Directed by Lorene Scafaria
Producer Adam McKay scored two Oscar nominations for 2015’s “The Big Short,” which cleverly explained the 2008 financial crisis from the point of view of traders and hedge fund operators. “Hustlers”—which McKay also produced (that’s where his involvement ended this time)—uses that familiar and depressing setting to tell about the stock market crash from a different POV, that of four strippers (Constance Wu, Jennifer Lopez, Lili Reinhart, and Keke Palmer) who resort to illegal means to survive when their once-rich clientele becomes a little more tightfisted.

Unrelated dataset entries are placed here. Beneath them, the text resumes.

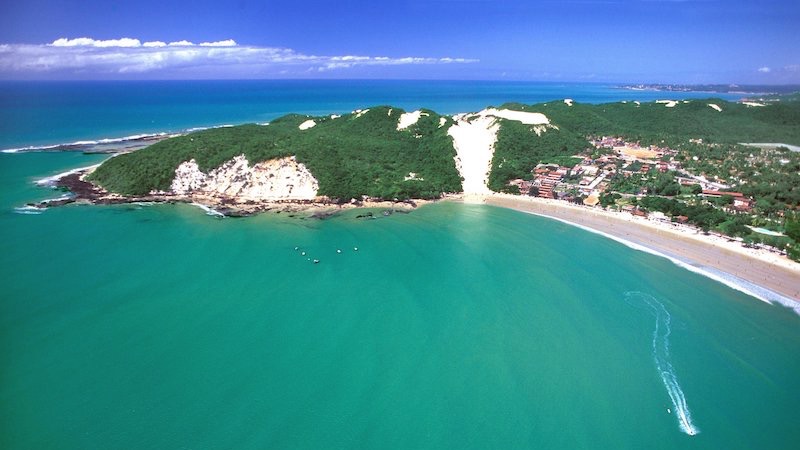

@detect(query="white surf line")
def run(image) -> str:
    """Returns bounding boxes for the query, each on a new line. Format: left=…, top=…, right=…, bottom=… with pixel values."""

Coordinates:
left=625, top=292, right=700, bottom=436
left=35, top=164, right=102, bottom=187
left=13, top=205, right=44, bottom=215
left=190, top=202, right=226, bottom=218
left=512, top=208, right=800, bottom=316
left=1, top=132, right=172, bottom=153
left=1, top=121, right=254, bottom=154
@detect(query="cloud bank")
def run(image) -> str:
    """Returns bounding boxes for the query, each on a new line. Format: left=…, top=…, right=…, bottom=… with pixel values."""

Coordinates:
left=0, top=37, right=478, bottom=78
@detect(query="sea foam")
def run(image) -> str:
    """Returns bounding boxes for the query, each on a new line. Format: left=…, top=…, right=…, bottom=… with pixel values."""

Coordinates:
left=190, top=202, right=226, bottom=218
left=13, top=205, right=44, bottom=215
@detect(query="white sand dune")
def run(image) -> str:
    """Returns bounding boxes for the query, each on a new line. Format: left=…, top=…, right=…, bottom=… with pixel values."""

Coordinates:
left=479, top=108, right=550, bottom=125
left=397, top=110, right=429, bottom=130
left=448, top=115, right=499, bottom=197
left=656, top=100, right=679, bottom=108
left=298, top=120, right=316, bottom=130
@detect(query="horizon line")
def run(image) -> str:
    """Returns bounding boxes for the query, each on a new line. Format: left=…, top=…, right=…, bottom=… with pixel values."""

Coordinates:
left=0, top=78, right=799, bottom=87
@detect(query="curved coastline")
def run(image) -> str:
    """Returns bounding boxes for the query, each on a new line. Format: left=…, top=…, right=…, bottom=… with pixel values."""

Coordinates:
left=483, top=193, right=800, bottom=313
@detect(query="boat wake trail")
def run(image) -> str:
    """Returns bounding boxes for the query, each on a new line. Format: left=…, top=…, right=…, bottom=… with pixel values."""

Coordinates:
left=625, top=291, right=699, bottom=436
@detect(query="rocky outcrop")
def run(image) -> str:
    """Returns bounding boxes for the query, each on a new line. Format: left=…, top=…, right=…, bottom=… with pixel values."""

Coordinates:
left=170, top=155, right=319, bottom=200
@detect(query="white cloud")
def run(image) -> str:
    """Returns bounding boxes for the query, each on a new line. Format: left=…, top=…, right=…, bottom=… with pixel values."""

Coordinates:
left=50, top=37, right=143, bottom=48
left=199, top=40, right=238, bottom=47
left=167, top=40, right=195, bottom=47
left=757, top=66, right=771, bottom=73
left=0, top=37, right=477, bottom=77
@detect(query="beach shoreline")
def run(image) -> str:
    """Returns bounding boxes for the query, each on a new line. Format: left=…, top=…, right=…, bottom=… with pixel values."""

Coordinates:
left=481, top=193, right=800, bottom=309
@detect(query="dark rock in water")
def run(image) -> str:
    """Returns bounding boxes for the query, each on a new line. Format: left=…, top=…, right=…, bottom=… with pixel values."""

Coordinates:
left=355, top=212, right=374, bottom=219
left=310, top=210, right=337, bottom=220
left=81, top=149, right=119, bottom=155
left=43, top=198, right=76, bottom=207
left=56, top=173, right=102, bottom=198
left=32, top=197, right=76, bottom=208
left=216, top=208, right=250, bottom=218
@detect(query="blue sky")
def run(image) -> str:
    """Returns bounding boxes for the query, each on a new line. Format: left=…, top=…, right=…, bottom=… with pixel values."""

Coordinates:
left=1, top=0, right=798, bottom=83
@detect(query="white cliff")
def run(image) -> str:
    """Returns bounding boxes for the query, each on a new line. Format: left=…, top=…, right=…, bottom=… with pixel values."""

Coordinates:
left=170, top=155, right=319, bottom=201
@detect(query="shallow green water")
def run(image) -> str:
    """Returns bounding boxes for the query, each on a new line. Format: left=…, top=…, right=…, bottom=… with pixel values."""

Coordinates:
left=1, top=153, right=799, bottom=449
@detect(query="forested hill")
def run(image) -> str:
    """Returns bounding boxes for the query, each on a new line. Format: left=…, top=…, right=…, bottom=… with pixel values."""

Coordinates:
left=89, top=107, right=462, bottom=199
left=501, top=99, right=800, bottom=147
left=88, top=99, right=800, bottom=201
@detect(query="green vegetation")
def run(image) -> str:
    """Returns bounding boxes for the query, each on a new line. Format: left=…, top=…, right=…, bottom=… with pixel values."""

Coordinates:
left=786, top=214, right=800, bottom=261
left=533, top=99, right=800, bottom=147
left=606, top=170, right=681, bottom=196
left=487, top=120, right=588, bottom=191
left=637, top=196, right=728, bottom=231
left=90, top=107, right=462, bottom=200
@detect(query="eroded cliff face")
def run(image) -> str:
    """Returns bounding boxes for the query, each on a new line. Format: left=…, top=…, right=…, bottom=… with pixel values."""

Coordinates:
left=170, top=155, right=319, bottom=200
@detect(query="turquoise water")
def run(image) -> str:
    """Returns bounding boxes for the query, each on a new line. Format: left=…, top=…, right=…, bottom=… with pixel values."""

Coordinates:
left=0, top=80, right=744, bottom=150
left=2, top=152, right=799, bottom=449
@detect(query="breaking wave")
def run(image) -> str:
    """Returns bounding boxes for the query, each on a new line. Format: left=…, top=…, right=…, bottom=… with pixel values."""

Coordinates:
left=190, top=202, right=225, bottom=218
left=13, top=205, right=44, bottom=215
left=625, top=291, right=700, bottom=436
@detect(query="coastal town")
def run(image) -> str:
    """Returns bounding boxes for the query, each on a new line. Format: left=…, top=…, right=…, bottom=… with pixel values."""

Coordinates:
left=503, top=135, right=790, bottom=253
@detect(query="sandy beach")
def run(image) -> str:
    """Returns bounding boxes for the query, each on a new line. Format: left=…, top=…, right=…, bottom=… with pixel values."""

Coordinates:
left=483, top=193, right=800, bottom=306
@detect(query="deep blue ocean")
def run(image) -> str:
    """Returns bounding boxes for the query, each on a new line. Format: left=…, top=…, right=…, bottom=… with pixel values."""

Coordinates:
left=0, top=80, right=744, bottom=150
left=1, top=80, right=796, bottom=449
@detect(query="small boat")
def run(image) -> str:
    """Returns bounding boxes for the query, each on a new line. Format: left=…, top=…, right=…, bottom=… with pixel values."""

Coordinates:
left=313, top=259, right=320, bottom=264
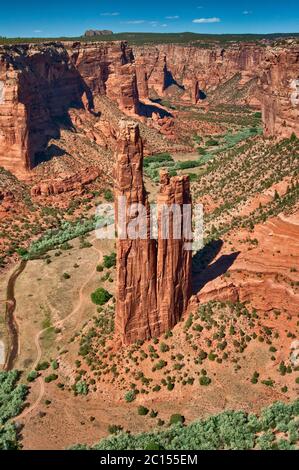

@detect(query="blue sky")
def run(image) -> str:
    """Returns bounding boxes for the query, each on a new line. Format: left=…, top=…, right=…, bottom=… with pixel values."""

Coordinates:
left=0, top=1, right=298, bottom=37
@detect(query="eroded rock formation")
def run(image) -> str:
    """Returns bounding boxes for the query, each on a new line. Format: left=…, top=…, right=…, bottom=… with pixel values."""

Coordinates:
left=134, top=43, right=299, bottom=137
left=0, top=40, right=298, bottom=179
left=0, top=41, right=139, bottom=178
left=30, top=166, right=100, bottom=196
left=114, top=120, right=192, bottom=344
left=260, top=48, right=299, bottom=138
left=157, top=170, right=192, bottom=332
left=114, top=120, right=159, bottom=344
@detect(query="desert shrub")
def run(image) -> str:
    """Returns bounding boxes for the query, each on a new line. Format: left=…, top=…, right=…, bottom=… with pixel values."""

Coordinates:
left=44, top=374, right=58, bottom=383
left=63, top=273, right=71, bottom=279
left=251, top=371, right=260, bottom=384
left=35, top=361, right=50, bottom=371
left=75, top=381, right=89, bottom=395
left=91, top=288, right=112, bottom=305
left=104, top=189, right=114, bottom=202
left=108, top=425, right=123, bottom=434
left=169, top=414, right=185, bottom=425
left=153, top=360, right=167, bottom=371
left=124, top=390, right=136, bottom=403
left=51, top=360, right=59, bottom=370
left=103, top=252, right=116, bottom=269
left=27, top=371, right=38, bottom=382
left=159, top=342, right=170, bottom=353
left=199, top=376, right=211, bottom=386
left=138, top=406, right=149, bottom=416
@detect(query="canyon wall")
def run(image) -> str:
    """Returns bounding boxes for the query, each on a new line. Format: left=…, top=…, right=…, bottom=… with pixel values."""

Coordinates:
left=260, top=48, right=299, bottom=138
left=0, top=40, right=298, bottom=178
left=114, top=120, right=192, bottom=344
left=134, top=44, right=266, bottom=103
left=0, top=41, right=139, bottom=178
left=134, top=43, right=299, bottom=138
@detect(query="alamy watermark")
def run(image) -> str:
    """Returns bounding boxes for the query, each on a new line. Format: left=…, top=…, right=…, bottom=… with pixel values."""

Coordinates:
left=95, top=197, right=204, bottom=251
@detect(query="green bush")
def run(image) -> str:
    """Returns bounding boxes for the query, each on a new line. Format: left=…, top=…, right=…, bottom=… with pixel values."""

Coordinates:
left=35, top=361, right=50, bottom=371
left=44, top=374, right=58, bottom=383
left=103, top=252, right=116, bottom=269
left=91, top=288, right=112, bottom=305
left=199, top=376, right=211, bottom=386
left=124, top=390, right=136, bottom=403
left=169, top=414, right=185, bottom=425
left=138, top=406, right=149, bottom=416
left=108, top=425, right=123, bottom=434
left=104, top=189, right=114, bottom=202
left=51, top=360, right=59, bottom=370
left=27, top=371, right=38, bottom=382
left=75, top=380, right=89, bottom=395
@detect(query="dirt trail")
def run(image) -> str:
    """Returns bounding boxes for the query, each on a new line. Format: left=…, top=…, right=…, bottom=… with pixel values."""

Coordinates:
left=3, top=260, right=27, bottom=371
left=17, top=239, right=102, bottom=420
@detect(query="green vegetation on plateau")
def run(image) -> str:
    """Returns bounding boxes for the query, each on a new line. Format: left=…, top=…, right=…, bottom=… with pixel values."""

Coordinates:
left=0, top=371, right=28, bottom=450
left=1, top=32, right=299, bottom=47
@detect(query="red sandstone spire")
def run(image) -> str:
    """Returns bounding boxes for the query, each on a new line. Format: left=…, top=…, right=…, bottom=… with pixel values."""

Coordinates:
left=114, top=121, right=192, bottom=344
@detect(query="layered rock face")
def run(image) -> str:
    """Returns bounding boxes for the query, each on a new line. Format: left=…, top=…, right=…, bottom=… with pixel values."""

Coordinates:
left=30, top=166, right=100, bottom=196
left=133, top=44, right=266, bottom=103
left=134, top=43, right=299, bottom=137
left=0, top=41, right=139, bottom=178
left=260, top=49, right=299, bottom=138
left=69, top=41, right=139, bottom=114
left=114, top=121, right=192, bottom=344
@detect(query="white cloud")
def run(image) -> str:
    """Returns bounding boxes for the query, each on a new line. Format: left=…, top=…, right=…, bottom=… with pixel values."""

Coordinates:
left=161, top=24, right=168, bottom=27
left=33, top=29, right=42, bottom=33
left=121, top=20, right=145, bottom=24
left=165, top=15, right=179, bottom=19
left=193, top=17, right=221, bottom=24
left=101, top=12, right=120, bottom=16
left=243, top=10, right=252, bottom=15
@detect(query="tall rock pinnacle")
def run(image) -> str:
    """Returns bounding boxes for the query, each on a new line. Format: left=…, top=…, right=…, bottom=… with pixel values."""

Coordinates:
left=114, top=120, right=159, bottom=345
left=114, top=120, right=192, bottom=344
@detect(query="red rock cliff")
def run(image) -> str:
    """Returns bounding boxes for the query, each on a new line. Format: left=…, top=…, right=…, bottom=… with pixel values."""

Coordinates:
left=133, top=43, right=299, bottom=137
left=114, top=120, right=192, bottom=344
left=0, top=41, right=139, bottom=178
left=260, top=48, right=299, bottom=138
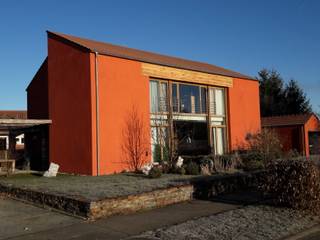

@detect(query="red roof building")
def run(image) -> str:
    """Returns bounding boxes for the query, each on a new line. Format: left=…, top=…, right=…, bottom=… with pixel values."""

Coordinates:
left=26, top=31, right=261, bottom=175
left=262, top=113, right=320, bottom=157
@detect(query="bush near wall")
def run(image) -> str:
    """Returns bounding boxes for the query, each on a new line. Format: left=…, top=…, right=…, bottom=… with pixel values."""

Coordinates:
left=239, top=129, right=283, bottom=171
left=261, top=159, right=320, bottom=212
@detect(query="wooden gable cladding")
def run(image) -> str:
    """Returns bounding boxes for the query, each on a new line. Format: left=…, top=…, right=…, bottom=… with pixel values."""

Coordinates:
left=141, top=63, right=233, bottom=87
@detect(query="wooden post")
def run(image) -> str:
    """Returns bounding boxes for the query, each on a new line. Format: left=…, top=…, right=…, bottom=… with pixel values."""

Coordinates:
left=168, top=81, right=174, bottom=162
left=8, top=133, right=16, bottom=159
left=207, top=87, right=213, bottom=153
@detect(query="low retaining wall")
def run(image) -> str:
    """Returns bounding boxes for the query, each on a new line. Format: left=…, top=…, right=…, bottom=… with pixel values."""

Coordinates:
left=0, top=184, right=90, bottom=217
left=0, top=171, right=264, bottom=219
left=90, top=185, right=193, bottom=219
left=0, top=183, right=193, bottom=219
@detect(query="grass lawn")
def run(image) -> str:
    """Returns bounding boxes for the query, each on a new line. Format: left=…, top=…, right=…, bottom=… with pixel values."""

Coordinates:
left=0, top=173, right=196, bottom=201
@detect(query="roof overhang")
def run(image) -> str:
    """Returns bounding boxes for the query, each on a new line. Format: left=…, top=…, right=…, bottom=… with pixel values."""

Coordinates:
left=0, top=119, right=52, bottom=131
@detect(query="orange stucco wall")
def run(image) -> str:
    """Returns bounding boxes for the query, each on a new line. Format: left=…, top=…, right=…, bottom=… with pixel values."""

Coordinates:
left=48, top=37, right=95, bottom=175
left=94, top=55, right=151, bottom=175
left=304, top=114, right=320, bottom=156
left=228, top=78, right=261, bottom=150
left=34, top=36, right=261, bottom=175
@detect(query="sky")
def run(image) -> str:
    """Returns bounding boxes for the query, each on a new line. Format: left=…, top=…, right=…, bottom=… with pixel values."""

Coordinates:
left=0, top=0, right=319, bottom=112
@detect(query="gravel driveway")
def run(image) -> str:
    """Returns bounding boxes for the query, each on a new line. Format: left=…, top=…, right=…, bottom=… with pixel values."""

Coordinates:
left=128, top=205, right=319, bottom=240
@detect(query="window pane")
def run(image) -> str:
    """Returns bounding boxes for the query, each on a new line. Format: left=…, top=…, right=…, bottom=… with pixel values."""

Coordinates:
left=150, top=81, right=159, bottom=113
left=209, top=88, right=215, bottom=114
left=174, top=121, right=210, bottom=155
left=151, top=127, right=168, bottom=162
left=151, top=127, right=158, bottom=162
left=160, top=82, right=167, bottom=112
left=216, top=128, right=224, bottom=155
left=215, top=89, right=225, bottom=115
left=172, top=84, right=178, bottom=112
left=179, top=84, right=200, bottom=113
left=201, top=87, right=207, bottom=113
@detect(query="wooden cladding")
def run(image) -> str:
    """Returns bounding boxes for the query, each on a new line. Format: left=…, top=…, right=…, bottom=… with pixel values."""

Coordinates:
left=142, top=63, right=233, bottom=87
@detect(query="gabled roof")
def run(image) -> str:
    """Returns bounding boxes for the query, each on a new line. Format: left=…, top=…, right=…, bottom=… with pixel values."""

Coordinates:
left=0, top=111, right=27, bottom=119
left=47, top=31, right=255, bottom=81
left=261, top=113, right=319, bottom=127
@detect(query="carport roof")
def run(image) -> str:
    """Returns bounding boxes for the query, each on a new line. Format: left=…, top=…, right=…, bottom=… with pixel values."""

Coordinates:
left=261, top=113, right=319, bottom=127
left=0, top=119, right=52, bottom=130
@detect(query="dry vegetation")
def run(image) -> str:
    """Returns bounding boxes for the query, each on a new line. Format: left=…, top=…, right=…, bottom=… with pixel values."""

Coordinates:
left=262, top=159, right=320, bottom=212
left=122, top=105, right=149, bottom=172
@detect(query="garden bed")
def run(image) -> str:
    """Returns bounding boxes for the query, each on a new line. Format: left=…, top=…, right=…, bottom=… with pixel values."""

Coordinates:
left=0, top=171, right=264, bottom=219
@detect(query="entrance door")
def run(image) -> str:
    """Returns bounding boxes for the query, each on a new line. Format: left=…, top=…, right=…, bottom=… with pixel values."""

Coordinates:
left=309, top=131, right=320, bottom=155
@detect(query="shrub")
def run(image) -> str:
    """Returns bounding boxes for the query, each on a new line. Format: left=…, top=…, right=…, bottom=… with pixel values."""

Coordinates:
left=185, top=162, right=200, bottom=175
left=200, top=157, right=214, bottom=173
left=148, top=167, right=162, bottom=178
left=241, top=151, right=265, bottom=171
left=153, top=144, right=162, bottom=163
left=159, top=161, right=170, bottom=174
left=239, top=129, right=283, bottom=171
left=212, top=154, right=242, bottom=173
left=245, top=129, right=283, bottom=164
left=174, top=166, right=186, bottom=175
left=261, top=159, right=320, bottom=212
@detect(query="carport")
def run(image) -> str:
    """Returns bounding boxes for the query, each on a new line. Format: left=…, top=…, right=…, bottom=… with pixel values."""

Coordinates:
left=0, top=119, right=51, bottom=172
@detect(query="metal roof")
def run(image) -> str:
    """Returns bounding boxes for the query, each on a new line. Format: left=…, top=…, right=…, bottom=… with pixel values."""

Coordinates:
left=47, top=31, right=256, bottom=81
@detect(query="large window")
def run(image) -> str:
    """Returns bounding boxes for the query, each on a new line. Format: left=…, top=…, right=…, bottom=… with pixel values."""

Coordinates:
left=149, top=80, right=227, bottom=156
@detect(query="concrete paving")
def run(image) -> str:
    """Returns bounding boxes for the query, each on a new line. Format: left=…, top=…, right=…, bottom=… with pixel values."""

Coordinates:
left=0, top=198, right=239, bottom=240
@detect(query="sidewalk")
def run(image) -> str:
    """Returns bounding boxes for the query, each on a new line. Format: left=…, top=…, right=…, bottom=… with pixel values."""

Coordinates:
left=0, top=198, right=239, bottom=240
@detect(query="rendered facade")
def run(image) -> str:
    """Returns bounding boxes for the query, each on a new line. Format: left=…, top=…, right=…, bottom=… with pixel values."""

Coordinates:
left=27, top=31, right=261, bottom=175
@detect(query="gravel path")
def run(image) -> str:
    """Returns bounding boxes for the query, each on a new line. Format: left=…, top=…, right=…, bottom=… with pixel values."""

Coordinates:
left=128, top=205, right=319, bottom=240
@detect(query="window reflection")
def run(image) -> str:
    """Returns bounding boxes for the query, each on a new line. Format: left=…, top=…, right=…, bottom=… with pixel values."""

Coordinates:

I don’t have an Oscar vote, but if I did I would throw nominations like dollar bills at Jennifer Lopez for her performance as den mother figure Ramona. Jenny from the Block has never been better. She used to have a little (acting talent)—now (it seems) she has a lot. The internet is abuzz, and they’re right to be. But her costars don’t let her down. New musical icons Cardi B and Lizzo handle their first feature film roles (which are, admittedly, very small) like champs. With slightly more screen time, Keke Palmer and Lili Reinhart are also reliable. But this is Constance Wu’s story, chiefly, and she is wonderful in her role as Destiny, a new stripper Ramona takes under her wing. Though scenes of our leads actually pole dancing are few and far between, the athleticism they show during those scenes is impressive. Lopez said she put in a lot of time practicing…it shows.
Like so many films based on true stories (especially the ones that span years), “Hustlers” has intermittent problems with pacing. Sometimes, a scene (or an entire period of time) is over so quickly the audience doesn’t have time to live in it with the characters. Other times, scenes drag on for too long (maybe because we had gotten used to scenes that are cut short too quickly). By the end, you do care about the characters, and want to know what has become of them—but I still wonder what might have been, if only we’d gotten some more quality time to spend with them.
And yet, “Hustlers” excels in spots where I might have expected a movie about strippers to fail. Cinematographer Todd Banhazl has never had a credit on a wide-release movie, but he puts the camera at the characters’ level and almost exclusively leaves it there—as an audience, we get to see the story unfold in front of us as if we were there among the characters. It gives this true story a real true story feel. “Hustlers” lets audiences in on a titillating true-crime story by putting them right in the thick of it. With an ensemble cast as great as this one, that’s a real joy to behold.